Meghalaya council opposes border deal #GS2 #Governance

A tribal council in Meghalaya has joined the list of individuals and organisations in opposing the State government’s deal with Assam to resolve a 50-year-old boundary dispute.

The Assam and Meghalaya governments had on March 29 finalized the pact to divide 36.79 sq. km of disputed areas. The two governments had taken up six of 12 disputed sectors in the first phase of discussions.

‘No authority’

The Khasi Hills Autonomous District Council (KHADC) claimed that the disputed areas belong to private parties and the Meghalaya government has neither the authority nor the right to hand them over to Assam.

“The government will be required to take the council’s consent according to Section 41 of the Right to Fair Compensation and Land Acquisition and Rehabilitation and Resettlement Act, 2013, before any handover,” said Titosstarwell Chyne, the Khasi Hills Autonomous District Council’s chief executive member.

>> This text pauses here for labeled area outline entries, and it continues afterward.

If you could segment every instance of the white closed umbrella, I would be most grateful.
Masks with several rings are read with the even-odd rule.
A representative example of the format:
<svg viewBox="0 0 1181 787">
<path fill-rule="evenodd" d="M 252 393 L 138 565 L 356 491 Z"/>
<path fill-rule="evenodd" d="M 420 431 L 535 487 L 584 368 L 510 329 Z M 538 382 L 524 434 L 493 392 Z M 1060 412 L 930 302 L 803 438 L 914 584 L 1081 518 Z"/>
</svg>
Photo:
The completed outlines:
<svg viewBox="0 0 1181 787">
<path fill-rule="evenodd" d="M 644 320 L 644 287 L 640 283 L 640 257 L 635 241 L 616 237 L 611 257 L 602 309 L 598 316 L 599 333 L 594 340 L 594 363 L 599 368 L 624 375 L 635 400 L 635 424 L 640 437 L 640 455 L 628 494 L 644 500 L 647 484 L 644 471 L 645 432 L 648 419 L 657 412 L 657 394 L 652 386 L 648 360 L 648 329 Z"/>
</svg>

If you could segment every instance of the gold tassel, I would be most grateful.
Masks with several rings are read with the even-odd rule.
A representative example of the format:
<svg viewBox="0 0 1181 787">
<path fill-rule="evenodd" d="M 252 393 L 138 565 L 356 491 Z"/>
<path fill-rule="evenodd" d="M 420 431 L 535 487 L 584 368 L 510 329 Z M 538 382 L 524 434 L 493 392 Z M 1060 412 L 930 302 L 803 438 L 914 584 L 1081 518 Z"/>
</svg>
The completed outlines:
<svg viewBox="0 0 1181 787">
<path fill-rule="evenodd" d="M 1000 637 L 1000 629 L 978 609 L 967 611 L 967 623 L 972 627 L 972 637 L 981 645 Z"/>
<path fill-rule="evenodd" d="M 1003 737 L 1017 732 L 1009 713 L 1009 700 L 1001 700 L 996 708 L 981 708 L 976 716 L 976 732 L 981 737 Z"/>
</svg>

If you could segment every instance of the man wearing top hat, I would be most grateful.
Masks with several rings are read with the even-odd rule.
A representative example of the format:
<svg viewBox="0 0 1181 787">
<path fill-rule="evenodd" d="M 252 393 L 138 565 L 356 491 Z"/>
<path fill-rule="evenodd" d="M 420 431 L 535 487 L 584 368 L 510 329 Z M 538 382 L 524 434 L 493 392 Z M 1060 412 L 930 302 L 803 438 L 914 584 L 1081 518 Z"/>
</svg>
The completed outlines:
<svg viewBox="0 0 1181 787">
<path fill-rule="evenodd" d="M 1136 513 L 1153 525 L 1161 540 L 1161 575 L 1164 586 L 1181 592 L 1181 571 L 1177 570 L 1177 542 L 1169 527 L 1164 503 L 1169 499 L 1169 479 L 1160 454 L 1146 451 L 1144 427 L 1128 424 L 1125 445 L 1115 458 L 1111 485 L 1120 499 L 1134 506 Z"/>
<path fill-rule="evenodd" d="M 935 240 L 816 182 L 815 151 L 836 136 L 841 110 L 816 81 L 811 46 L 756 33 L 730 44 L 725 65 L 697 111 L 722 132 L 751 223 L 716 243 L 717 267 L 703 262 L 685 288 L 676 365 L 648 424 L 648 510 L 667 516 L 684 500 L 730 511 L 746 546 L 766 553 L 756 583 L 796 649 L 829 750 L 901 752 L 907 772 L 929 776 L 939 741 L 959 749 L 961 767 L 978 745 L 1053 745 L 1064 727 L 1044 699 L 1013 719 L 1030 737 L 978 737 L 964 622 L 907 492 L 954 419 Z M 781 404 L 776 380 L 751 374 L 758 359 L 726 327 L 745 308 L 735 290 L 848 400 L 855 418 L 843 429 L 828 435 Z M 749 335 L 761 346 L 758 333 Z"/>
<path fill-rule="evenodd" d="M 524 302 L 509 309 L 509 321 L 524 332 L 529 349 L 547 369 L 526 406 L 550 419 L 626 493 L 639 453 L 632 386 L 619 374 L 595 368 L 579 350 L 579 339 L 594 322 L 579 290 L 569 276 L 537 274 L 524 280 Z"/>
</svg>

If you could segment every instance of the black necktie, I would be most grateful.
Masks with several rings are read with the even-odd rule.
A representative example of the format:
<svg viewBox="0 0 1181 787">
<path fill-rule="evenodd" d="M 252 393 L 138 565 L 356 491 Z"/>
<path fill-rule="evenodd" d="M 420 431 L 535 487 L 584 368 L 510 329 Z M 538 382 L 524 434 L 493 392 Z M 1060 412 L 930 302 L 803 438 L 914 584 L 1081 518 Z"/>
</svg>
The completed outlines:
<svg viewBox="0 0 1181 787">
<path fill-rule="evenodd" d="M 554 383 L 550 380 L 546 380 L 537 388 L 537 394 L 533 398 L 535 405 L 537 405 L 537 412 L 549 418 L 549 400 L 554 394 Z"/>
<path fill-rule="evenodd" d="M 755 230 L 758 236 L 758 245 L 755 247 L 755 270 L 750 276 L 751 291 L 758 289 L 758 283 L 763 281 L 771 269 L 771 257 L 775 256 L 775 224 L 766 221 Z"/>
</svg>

The Khasi Hills Autonomous District Council is one of three tribal councils in Meghalaya created under the Sixth Schedule of the Constitution. Each of them functions as a government within a specified territory.

Apart from the Khasi Hills Autonomous District Council, some traditional institutions such as Hima (a Khasi state) and villagers not keen on being tagged with Assam have threatened to go to court if the Meghalaya government cannot review the boundary deal.

The Meghalaya government has said the agreement, based on a list of disputed sectors submitted to Assam in 2011, cannot be revisited. The deal remains to be ratified by Parliament and the Assemblies of the two States concerned before the boundary is redrawn.

Fear of losing rights

The residents of two border villages – Malchapara and Salbari – have said they will not give up without a fight. They fear they will lose their tribal rights if they are separated from Meghalaya.

“We are consulting legal experts for taking the matter to court if the government does not listen to our voices of protest. The disgruntled people of these and other such border villages have been carrying out rallies against the boundary deal for a month now. The government will be required to take the council’s consent according to Section 41 of the Right to Fair Compensation and Land Acquisition and Rehabilitation and Resettlement Act, 2013.